遠州灘沖磯・地磯釣りガイド|大型魚が潜む磯場の攻略ポイント完全解説
遠州灘の磯釣りは、防波堤や砂浜釣りとは一線を画すワイルドな釣りです。静岡県西部〜愛知県境にかけての磯場には、クロダイ・グレ(メジナ)・イシダイ・ブダイなど磯の大型魚が豊富。波が当たる磯は酸素が豊富で餌も多く、大型魚の格好の住処となっています。本記事では遠州灘エリアで楽しめる磯釣りのポイント・釣り方・安全対策を解説します。
遠州灘の磯場の特徴
遠州灘は遠浅の砂浜が多い海岸ですが、一部に岩礁帯(磯場)が存在します。特に南伊豆〜石廊崎方面や、愛知県境の弁天島周辺には大型魚が集まる好磯場があります。また浜名湖の出口(今切口)のテトラ帯も「人工磯」的な役割を果たしており、クロダイ・シーバスの溜まり場となっています。
主な磯場エリア
| エリア | 特徴 | 主なターゲット |
|---|---|---|
| 今切口・弁天島テトラ | 人工磯的な環境。クロダイの老成魚が多い | クロダイ・シーバス・メジナ |
| 新居弁天沖テトラ | カキやイガイが付着した岩礁帯 | クロダイ・グレ・ウミタナゴ |
| 舞阪・弁天島の消波ブロック | イソメ類・カニが豊富。
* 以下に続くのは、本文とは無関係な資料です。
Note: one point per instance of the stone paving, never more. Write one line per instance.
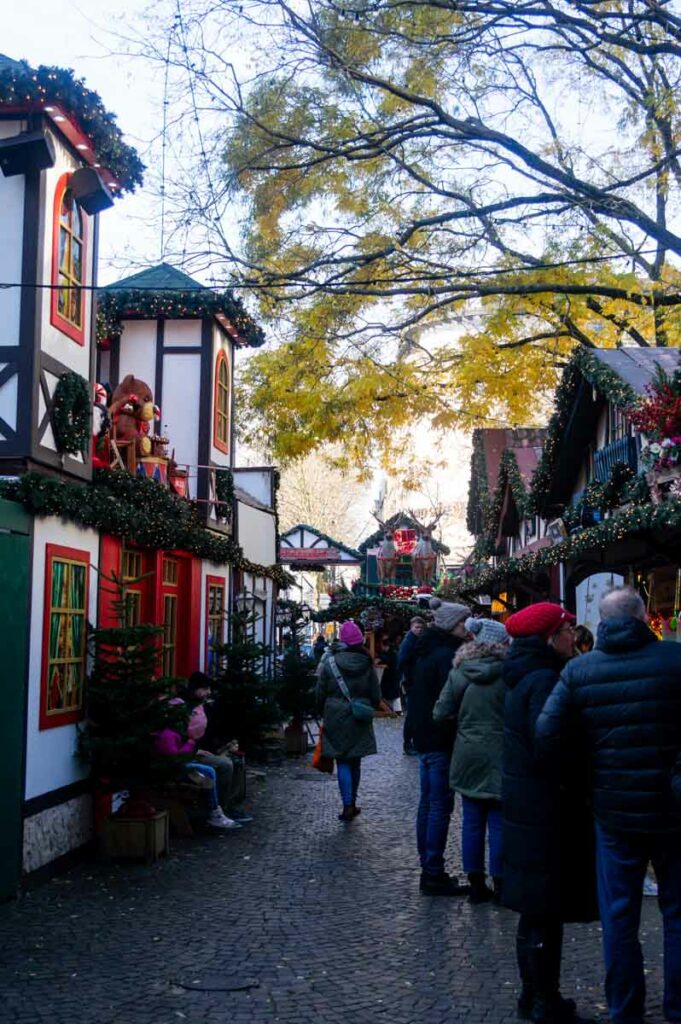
(295, 918)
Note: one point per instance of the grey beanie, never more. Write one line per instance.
(445, 615)
(487, 631)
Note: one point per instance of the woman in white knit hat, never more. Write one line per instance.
(473, 696)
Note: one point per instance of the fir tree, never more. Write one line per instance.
(127, 700)
(296, 674)
(246, 707)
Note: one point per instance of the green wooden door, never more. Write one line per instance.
(14, 559)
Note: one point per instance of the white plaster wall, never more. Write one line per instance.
(50, 760)
(257, 535)
(50, 834)
(182, 333)
(137, 352)
(179, 404)
(258, 483)
(11, 237)
(57, 344)
(588, 595)
(219, 342)
(211, 568)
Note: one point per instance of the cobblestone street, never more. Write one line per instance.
(295, 918)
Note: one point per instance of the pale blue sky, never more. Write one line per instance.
(81, 35)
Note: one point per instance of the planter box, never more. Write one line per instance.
(138, 839)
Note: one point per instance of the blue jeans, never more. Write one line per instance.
(622, 860)
(211, 774)
(481, 815)
(435, 806)
(349, 772)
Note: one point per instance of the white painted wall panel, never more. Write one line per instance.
(138, 351)
(179, 410)
(50, 755)
(11, 237)
(257, 535)
(182, 333)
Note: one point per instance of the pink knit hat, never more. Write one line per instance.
(350, 634)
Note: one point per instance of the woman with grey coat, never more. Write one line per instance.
(345, 737)
(474, 695)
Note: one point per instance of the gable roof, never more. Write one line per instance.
(400, 520)
(301, 528)
(592, 377)
(162, 276)
(163, 291)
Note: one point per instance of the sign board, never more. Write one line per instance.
(309, 555)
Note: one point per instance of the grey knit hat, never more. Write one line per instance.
(487, 631)
(447, 615)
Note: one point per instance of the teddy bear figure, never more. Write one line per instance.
(132, 411)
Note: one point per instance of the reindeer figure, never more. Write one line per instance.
(423, 556)
(386, 560)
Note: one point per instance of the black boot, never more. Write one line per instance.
(479, 892)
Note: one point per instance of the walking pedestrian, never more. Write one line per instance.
(406, 656)
(549, 865)
(473, 696)
(433, 741)
(625, 698)
(346, 737)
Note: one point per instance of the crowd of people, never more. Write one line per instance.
(566, 757)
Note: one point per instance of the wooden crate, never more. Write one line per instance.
(138, 839)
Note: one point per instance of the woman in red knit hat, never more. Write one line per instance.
(549, 866)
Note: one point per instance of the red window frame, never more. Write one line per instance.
(220, 444)
(74, 332)
(55, 719)
(213, 581)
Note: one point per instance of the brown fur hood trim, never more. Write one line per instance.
(473, 651)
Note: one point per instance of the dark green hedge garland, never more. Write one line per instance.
(224, 492)
(351, 607)
(610, 385)
(114, 304)
(22, 85)
(123, 505)
(620, 525)
(72, 414)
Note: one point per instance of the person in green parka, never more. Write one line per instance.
(474, 695)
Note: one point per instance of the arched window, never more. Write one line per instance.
(221, 421)
(68, 311)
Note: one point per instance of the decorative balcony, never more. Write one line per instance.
(624, 450)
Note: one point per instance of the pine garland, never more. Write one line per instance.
(22, 85)
(583, 365)
(136, 508)
(72, 414)
(114, 304)
(619, 526)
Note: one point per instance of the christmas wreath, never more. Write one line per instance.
(72, 413)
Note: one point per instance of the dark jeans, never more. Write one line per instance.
(481, 816)
(349, 772)
(435, 806)
(539, 946)
(622, 860)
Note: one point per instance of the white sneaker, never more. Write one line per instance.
(218, 819)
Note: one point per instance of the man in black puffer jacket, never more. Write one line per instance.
(622, 704)
(433, 741)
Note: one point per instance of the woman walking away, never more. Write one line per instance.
(347, 738)
(473, 695)
(549, 857)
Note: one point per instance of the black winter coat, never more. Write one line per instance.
(623, 701)
(433, 654)
(549, 858)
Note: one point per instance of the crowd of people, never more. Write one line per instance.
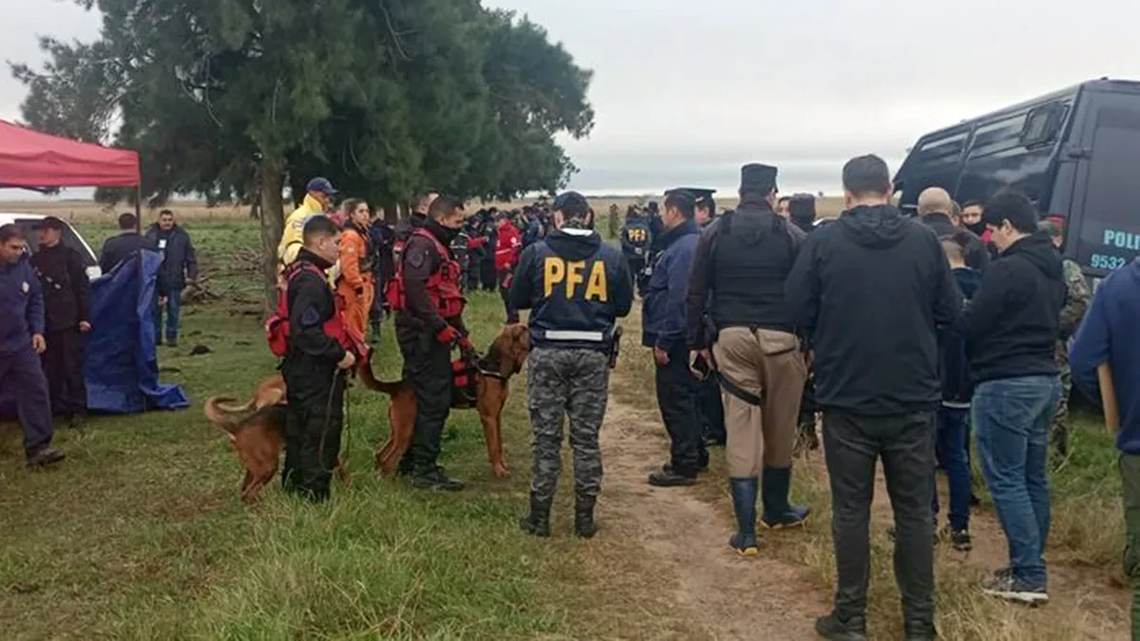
(45, 316)
(906, 333)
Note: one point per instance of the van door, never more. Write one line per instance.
(1105, 203)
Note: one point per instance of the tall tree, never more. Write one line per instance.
(239, 98)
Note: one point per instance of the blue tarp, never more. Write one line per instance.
(121, 366)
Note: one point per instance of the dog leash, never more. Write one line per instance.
(328, 419)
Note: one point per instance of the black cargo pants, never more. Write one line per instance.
(676, 395)
(315, 389)
(853, 446)
(63, 364)
(428, 368)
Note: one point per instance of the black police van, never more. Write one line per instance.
(1076, 153)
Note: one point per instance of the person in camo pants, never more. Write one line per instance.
(576, 286)
(1076, 301)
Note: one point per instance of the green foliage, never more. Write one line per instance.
(383, 97)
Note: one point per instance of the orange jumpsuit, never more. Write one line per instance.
(356, 282)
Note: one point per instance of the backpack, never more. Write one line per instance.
(277, 325)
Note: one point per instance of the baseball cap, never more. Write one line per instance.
(50, 222)
(320, 185)
(570, 200)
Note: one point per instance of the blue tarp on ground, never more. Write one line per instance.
(121, 366)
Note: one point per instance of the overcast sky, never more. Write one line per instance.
(686, 91)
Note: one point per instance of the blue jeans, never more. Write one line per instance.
(173, 314)
(954, 459)
(1011, 420)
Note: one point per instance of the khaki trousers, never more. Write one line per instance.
(768, 364)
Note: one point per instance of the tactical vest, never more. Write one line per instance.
(442, 285)
(277, 326)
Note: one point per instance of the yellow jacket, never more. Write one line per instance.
(294, 228)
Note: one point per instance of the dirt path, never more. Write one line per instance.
(683, 538)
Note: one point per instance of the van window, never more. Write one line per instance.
(1042, 124)
(998, 136)
(1110, 229)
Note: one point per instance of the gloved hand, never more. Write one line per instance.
(466, 346)
(448, 335)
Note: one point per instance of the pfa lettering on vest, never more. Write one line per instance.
(575, 280)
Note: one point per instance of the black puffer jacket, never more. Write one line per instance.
(1014, 321)
(869, 293)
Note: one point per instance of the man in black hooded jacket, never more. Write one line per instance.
(868, 293)
(1011, 329)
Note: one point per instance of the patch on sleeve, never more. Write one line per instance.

チヌのフカセに最適 | クロダイ・キビレ |
磯釣りの基本タックル
クロダイ向け
| タックル | 仕様 |
|---|---|
| 竿 | 磯竿 1〜1.5号 5m(インターラインが使いやすい) |
| リール | スピニング 3000番(ドラグ付き) |
| 道糸 | ナイロン 2〜2.5号(視認性高い蛍光色) |
| ハリス | フロロ 1.5〜2号(80〜100cm) |
| ウキ | 遠投仕様の円錐ウキ 2B〜3B |
| 針 | チヌ針 2〜4号 |
グレ(メジナ)向け
| タックル | 仕様 |
|---|---|
| 竿 | 磯竿 1.2〜1.5号 5〜5.3m |
| リール | スピニング 2500〜3000番(LB付き推奨) |
| 道糸 | ナイロン 1.5〜2号 |
| ハリス | フロロ 1〜1.5号(70〜80cm) |
| ウキ | G2〜B号の軽量円錐ウキ |
| 針 | グレ針 5〜7号 |
磯釣りの基本釣り方
ヘチ(落とし込み)釣り
テトラや護岸の際(ヘチ)に沿って仕掛けをタテに落とす釣り方。クロダイは岸壁の際に張り付いており、エサが落ちてきたときに食いつきます。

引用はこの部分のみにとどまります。